The Boston Globe put it best, writing not long ago that "in actual, measurable impact on the lives of tens of millions of working families, the elderly, and the needy, Ted belongs in the same sentence with Franklin Roosevelt."

That sentence is not constructed lightly -- it is the measure of a public servant who doesn't know the meaning of the words 'you can't pass it' - 'it can't happen'-- 'impossible.'

It is the measure of a United States Senator who -- on every issue of importance: health care, children, education, civil rights, choice - can always be count on to be in the lead, challenging on the issues, and fighting for the principles which guide our party and lift up our country.

As all of you here know, Ted is an extraordinary public servant not only because he knows who he is, and sticks to his guns, never bending with the political currents -- but because he has in his life and in his career proven again and again that progress doesn't happen by accident, it doesn't happen when you stick to the text of the latest opinion poll or the whispers of the morning focus group, it happens when leaders define and fight the fights that need fighting - when public servants of conscience and conviction refuse to take no for an answer. That is why for Ted Kennedy, the 'cause' has not just 'endured' - but triumphed, again and again.

Agree with him or not, and we all know that Ted has never been afraid to be a majority of one, Ted is such an extraordinary leader because he has excelled while completing the work in the United States Senate that so many others were afraid to begin.

And, ironically, in being a standard-bearer for an ideal, Ted has become -- as Clymer wrote -- "not just the leading senator of his time, but one of the greats in its history, wise in the workings of this singular institution, especially its demand to be more than partisan to accomplish much."

His partnerships with his fellow Senators are well-known and oft-recited, testimony to his skill and to his convictions. From Howard Baker, Jacob Javits, and Hugh Scott to Arlen Specter, Dan Quayle, Orrin Hatch, Alan Simpson, and Nancy Kassebaum - Ted has never hesitated to cross the aisle to accomplish his goals - to further a common agenda -- finding always -that ideologies, however incompatible according to conventional wisdom - can be put aside for a greater good when Senators - however different - work in good faith to make their country a better place, to improve the lives of their fellow Americans.

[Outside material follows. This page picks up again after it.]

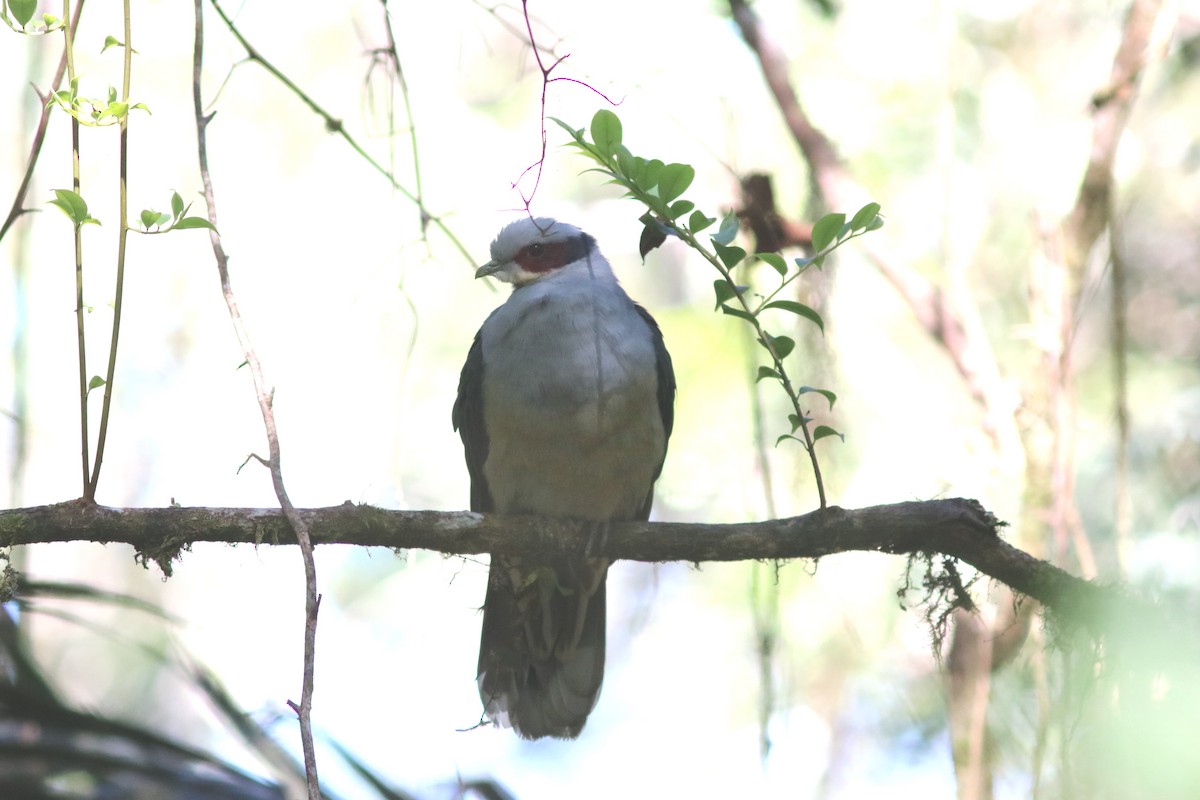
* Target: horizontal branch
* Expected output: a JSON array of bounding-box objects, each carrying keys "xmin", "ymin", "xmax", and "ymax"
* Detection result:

Ted has always believed you can put aside partisanship - push away division - and that faith has mattered most in some of the most trying and divisive times our nation has endured.

I remember to this day that more than thirty years ago, after I'd come home from Vietnam to find that few of our leaders were willing to listen, and even fewer were willing to reconcile the promises made to our soldiers when we left for Vietnam. Ted Kennedy was among the brave few who listened to the veterans describe the realities we'd found there .

He reached out and demonstrated -- in actions as well as words -- that as much as we had a right to tell truths many would've preferred we left unspoken, government had a responsibility to listen.

He's listening still - to the voices his conscience tells him must never be ignored.

He hears of children who go through their early years without health care and come to school unable to learn. And he's made their care his crusade. And so millions more children see a doctor today because of Ted Kennedy - and millions more will before he's done.

He hears of workers sweating it out - punching a time clock - doing back-breaking work over the course of a lifetime. And he's made their economic security his agenda. And so millions of workers have seen wages increased over partisan objections, seen pensions protected when others said leave it to the market, and seen a safe workplace and the right to organize put back on the nation's agenda - and these issues will again and again be advanced by Ted Kennedy.

That is the drive - the passion - the special commitment we celebrate today - not a new ideology or a new age vision, but an age old belief that Americans have a responsibility to each other - that America is still in the process of becoming - and that we are privileged to serve here to make that dream real for all Americans.

These are the qualities that make Ted Kennedy the lion of the Senate, that make him the most prolific legislator in American History, and make him, above all, the very embodiment of the word his brother Robert said was the most meaningful in all the English language - a great citizen. For that and so much more, we honor our friend and our colleague Ted Kennedy.